Los elementos de las fuerzas especiales estadounidenses que participan en operaciones secretas suelen no estar uniformados y vestirse según la usanza local, evitando así que Estados Unidos se vea acusado de los asesinatos y torturas que perpetran. Por ejemplo, el Team Six, la élite de los Navy Seals (las fuerzas especiales de la marina de guerra estadounidenses), es tan secreto que ni siquiera se reconoce oficialmente su existencia. Pero al parecer fueron miembros del Team Six quienes mataron oficialmente a Osama ben Laden, en 2011, cuyo cuerpo fue convenientemente lanzado al mar.

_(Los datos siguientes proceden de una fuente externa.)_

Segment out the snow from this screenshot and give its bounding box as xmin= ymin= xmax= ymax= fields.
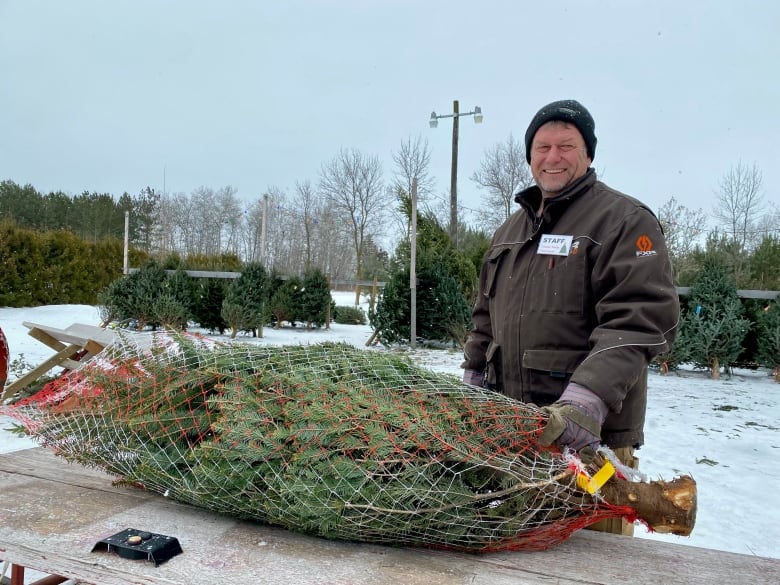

Para la «guerra no convencional», el Mando estadounidense para las operaciones especiales (USSOCom o SOCom) recurre cada vez más frecuentemente a compañías que le proporcionan «contractors» (léase mercenarios). En el área del CentCom, o sea en el Medio Oriente, los «contractors» que trabajan para el Pentágono son más de 150 000. Pero a ellos hay que agregar también otros «contractors» utilizados por otros departamentos del gobierno estadounidense y por los ejércitos de los países aliados, «contractors» provenientes de todo un oligopolio de grandes «compañías de seguridad», estructuradas como verdaderas transnacionales.
Así nos ocultan la guerra de manera cada vez más eficiente, poniéndonos con ello en la posición de quien creer caminar sobre terreno seguro, sin saber que bajo nuestros pies se mueven fuerzas que pueden provocar un terremoto catastrófico.